Concept to Scout: Travail Kitchen and Amusements

There’s no kitchen, no set menu, no servers and no reservations at Travail. Patrons who line up to dine at the 54-seat restaurant in Robbinsdale, Minn., know to expect the unexpected. It begins with diners taking seats at communal tables fashioned from planks—a wacky setup for a place serving a 10-course tasting menu at $110-$130 for two people. A big helping of tableside antics comes along with the food; here, the cooks double as servers and entertainers.

Mike Brown, one of Travail’s chefs and co-owners who regularly dresses up as a chicken, got the idea of chef-driven service from his previous gig at Victory 44 in Minneapolis. “When we opened Travail, we didn’t have a lot of resources,” he says. “The cooks work 14-hour shifts and really know the menu. It made sense [financially and logistically] to have them serve it, too.”

And the cooks really get into what Brown calls Travail’s “food journey.” Their stations are set up on the restaurant floor, forcing interaction. The cooking style is described in the local media as “molecular gastronomy meets Midwestern cuisine.” Every table gets the same menu—just not in the same order. One may start on gnocchi with octopus and chorizo, while guests at another are told to close their eyes while cooks pipe an amuse bouche on their hand.
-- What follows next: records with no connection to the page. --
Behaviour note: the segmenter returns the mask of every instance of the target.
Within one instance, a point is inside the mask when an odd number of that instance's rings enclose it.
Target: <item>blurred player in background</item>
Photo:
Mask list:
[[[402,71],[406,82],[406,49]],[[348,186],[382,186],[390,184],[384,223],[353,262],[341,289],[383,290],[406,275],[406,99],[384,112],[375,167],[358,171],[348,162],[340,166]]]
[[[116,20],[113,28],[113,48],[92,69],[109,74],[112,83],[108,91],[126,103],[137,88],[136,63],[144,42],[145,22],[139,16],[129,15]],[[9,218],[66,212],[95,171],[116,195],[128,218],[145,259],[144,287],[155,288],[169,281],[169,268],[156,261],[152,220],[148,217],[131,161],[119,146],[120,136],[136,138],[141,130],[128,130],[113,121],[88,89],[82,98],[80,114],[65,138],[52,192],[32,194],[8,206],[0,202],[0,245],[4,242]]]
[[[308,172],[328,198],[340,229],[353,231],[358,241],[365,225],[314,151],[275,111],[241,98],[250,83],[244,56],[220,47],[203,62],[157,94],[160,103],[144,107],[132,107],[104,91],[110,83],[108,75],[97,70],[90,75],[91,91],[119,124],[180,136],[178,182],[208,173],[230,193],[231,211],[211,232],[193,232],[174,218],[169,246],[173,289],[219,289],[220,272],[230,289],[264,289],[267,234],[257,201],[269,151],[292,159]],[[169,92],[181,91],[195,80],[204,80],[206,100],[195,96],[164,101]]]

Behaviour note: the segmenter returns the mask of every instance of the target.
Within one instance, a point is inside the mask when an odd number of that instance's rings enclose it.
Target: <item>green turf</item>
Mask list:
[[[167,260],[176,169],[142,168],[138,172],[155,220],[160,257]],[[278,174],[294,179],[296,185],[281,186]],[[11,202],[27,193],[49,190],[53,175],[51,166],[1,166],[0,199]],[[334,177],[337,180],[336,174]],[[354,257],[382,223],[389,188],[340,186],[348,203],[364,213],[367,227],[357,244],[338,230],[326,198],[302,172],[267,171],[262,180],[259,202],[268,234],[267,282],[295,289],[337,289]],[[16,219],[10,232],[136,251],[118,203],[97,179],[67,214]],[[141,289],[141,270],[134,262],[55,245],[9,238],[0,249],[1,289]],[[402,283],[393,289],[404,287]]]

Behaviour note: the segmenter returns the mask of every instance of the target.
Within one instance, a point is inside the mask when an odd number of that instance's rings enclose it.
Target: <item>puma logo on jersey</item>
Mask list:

Halfway through dinner, the pasta course is marched out to the tune of, say, The Lone Ranger, with each cook flinging a different component into the dish.

Brown and his partners turned to Kickstarter to raise $10,000 to equip a new, larger space. They ended up with over $250,000 funded by fans, and reopened as two concepts under one roof early in 2014. On one side is Travail, on the other, 50-seat The Rookery—an unconventional gastropub serving “bite flights.”